- Prologue – covers the overall challenge at a high level
- Part One – Recruiting and Interviews
- Part Two – Threat and Vulnerability Management – Application Security
- Part Three – Threat and Vulnerability Management – Other Layers
- Part Four – Logging
- Part Five – Cryptography and Key Management, and Identity Management
- Part Six – Trust (network controls, such as firewalls and proxies), and Resilience
This article covers the key principles of vulnerability management for cloud, devops, and devsecops, and herein addresses the challenges faced by fintechs.
The previous post covered TVM from the application security point of view, but what about everything else?

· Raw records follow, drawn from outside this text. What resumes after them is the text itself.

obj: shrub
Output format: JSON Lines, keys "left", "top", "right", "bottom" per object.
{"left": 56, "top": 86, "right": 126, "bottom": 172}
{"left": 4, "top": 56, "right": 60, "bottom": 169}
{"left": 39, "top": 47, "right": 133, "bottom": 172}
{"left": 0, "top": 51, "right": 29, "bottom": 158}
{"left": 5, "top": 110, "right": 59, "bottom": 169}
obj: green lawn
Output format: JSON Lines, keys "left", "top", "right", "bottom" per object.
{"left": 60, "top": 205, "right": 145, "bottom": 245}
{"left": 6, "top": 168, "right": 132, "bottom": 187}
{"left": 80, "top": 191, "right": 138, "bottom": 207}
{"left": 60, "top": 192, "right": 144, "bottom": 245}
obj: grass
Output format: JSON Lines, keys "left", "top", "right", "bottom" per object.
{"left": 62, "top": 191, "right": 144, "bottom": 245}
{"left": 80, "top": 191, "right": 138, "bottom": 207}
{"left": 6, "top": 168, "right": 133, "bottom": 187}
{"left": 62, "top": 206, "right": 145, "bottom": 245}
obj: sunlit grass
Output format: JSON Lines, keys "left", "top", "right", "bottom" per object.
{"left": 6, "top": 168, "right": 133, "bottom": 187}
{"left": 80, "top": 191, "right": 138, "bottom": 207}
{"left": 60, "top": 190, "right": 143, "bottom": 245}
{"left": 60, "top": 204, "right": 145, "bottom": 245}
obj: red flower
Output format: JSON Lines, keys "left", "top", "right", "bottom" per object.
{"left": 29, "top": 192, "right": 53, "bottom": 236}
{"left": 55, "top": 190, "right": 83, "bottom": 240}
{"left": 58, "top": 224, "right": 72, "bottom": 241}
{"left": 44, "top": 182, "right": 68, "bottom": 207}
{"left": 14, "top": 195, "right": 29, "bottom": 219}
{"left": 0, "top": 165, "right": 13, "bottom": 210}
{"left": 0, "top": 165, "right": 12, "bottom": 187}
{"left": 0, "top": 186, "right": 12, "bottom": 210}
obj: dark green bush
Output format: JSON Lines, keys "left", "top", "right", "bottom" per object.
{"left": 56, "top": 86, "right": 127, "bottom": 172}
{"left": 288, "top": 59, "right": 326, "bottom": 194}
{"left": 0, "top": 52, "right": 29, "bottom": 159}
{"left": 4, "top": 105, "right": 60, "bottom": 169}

Being cloud and “dynamic”, even with Kubernetes and the mythical Immutable Architecture, doesn’t mean you don’t have to worry about the security of the operating systems and many devices in your cloud. The devil loves to hear claims to the effect that devops never SSHs to VM instances. And does SaaS help? Well that depends if SaaS is a good move – more on that later.

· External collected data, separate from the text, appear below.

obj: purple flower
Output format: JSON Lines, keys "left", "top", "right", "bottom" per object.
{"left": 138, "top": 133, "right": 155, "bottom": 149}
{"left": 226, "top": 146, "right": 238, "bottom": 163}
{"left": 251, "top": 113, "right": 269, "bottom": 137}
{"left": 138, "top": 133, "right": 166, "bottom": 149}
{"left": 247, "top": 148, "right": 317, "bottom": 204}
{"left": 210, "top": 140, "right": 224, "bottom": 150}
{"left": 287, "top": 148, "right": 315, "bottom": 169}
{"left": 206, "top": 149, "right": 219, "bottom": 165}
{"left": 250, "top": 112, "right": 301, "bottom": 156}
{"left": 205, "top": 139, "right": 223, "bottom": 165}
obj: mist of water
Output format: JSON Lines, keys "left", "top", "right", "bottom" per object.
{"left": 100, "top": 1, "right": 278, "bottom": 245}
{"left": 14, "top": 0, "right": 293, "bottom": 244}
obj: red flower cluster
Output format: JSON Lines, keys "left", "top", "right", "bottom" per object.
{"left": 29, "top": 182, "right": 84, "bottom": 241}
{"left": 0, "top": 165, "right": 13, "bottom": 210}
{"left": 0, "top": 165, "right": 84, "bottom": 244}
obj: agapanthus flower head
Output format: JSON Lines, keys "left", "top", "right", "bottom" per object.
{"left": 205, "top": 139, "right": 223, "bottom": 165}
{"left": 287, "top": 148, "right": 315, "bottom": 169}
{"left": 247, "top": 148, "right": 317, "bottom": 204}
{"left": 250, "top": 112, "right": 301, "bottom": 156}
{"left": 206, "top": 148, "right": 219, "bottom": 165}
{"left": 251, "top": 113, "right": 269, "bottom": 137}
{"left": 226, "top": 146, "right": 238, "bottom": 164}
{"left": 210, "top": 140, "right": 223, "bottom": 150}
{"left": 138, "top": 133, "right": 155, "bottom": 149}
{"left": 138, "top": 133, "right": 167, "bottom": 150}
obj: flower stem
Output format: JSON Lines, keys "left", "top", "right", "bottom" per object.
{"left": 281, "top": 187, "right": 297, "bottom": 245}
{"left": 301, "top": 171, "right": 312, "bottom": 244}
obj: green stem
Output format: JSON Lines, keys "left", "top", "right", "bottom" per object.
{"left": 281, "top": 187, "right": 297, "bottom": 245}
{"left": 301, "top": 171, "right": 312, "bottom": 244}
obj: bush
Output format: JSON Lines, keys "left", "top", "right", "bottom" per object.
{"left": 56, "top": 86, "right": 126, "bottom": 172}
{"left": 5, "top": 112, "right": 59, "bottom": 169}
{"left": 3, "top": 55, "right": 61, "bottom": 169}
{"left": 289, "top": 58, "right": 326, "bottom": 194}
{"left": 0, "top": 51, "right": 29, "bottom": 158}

Fintechs are focussing on application security, which is good, but not so much in the security of other areas such as containers, IaaS/SaaS VMs, and little thought is ever given to the supply of patches and container images (they need to come from an integral source – preferably not involving pulling from the public Internet, and the patches and images need to be checked for integrity themselves).
And in general with vulnerability assessment (VA), we in infosec are still battling a popular misconception, which after a quarter of a decade is still a popular misconception – and that is the value, or lack of, of unauthenticated scanners such as OpenVAS and Nessus. More on this later.
The Overall Approach
The design process for a TVM capability was covered in Part One. Capabilities are people, process, and technology. They’re not just technology. So the design of TVM is not as follows: stick an OpenVAS VM in a VPC, fill it with target addresses, send the auto-generated report to ops. That is actually how many fintechs see the TVM challenge, or they just see it as being a purely application security show.

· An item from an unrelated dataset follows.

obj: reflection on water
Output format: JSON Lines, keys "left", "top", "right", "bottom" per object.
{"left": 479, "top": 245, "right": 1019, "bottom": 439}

So there is a vulnerability reported. Is it a false positive? If not, then what is the risk? And how should the risk be treated? In order to get a view of risk, security professionals with an attack mindset need to know
- the network layout and data flows – think from the point of view of an attacker – so for example if a front end web micro-service is compromised, what can the attacker can do from there? Can they install recon tools such as a port scanner or sniffer locally and figure out where the back end database is? This is really about “trust relationships”. That widget that routes connections may in itself seem like a device that isn’t worthy of attention, but it routes connections to a database hosting crown jewels…you can see its an important device and its configuration needs some intense scrutiny.
- the location and sensitivity of critical information assets.
- The ease and result of an exploit – how easy is it to gain a local shell presence and then what is the impact?
The points above should ideally be covered as part of threat modelling, that is carried out before any TVM capability design is drafted.
if the engineer or analyst or architect has the experience in CTF or simulated attack, they are in a good position to speak confidently about risk.
Types of Tool
I covered appsec tools in part two.
There are two types: unauthenticated and credentialed or authenticated scanners.
Many years ago i was an analyst running VA scans as part of an APAC regional accreditation service. I was using Nessus mostly but some other tools also. To help me filter false positives, I set up a local test box with services like Apache, Sendmail, etc, pointed Nessus at the box, then used Ethereal (now Wireshark) to figure out what the scanner was actually doing.
What became abundantly obvious with most services, is that the scanner wasn’t actually doing anything. It grabs a service banner and then …nothing.
I thought initially there was a problem with my setup but soon eliminated that doubt. There are a few cases where the scanner probes for more information but those automated efforts are somewhat ineffectual and in many cases the test that is run, and then the processing of the result, show a lack of understanding of the vulnerability. A false negative is likely to result, or at best a false positive. The scanner sees a text banner response such as “apache 2.2.14”, looks in its database for public disclosed vulnerability for that version, then barfs it all out as CRITICAL, red colour, etc.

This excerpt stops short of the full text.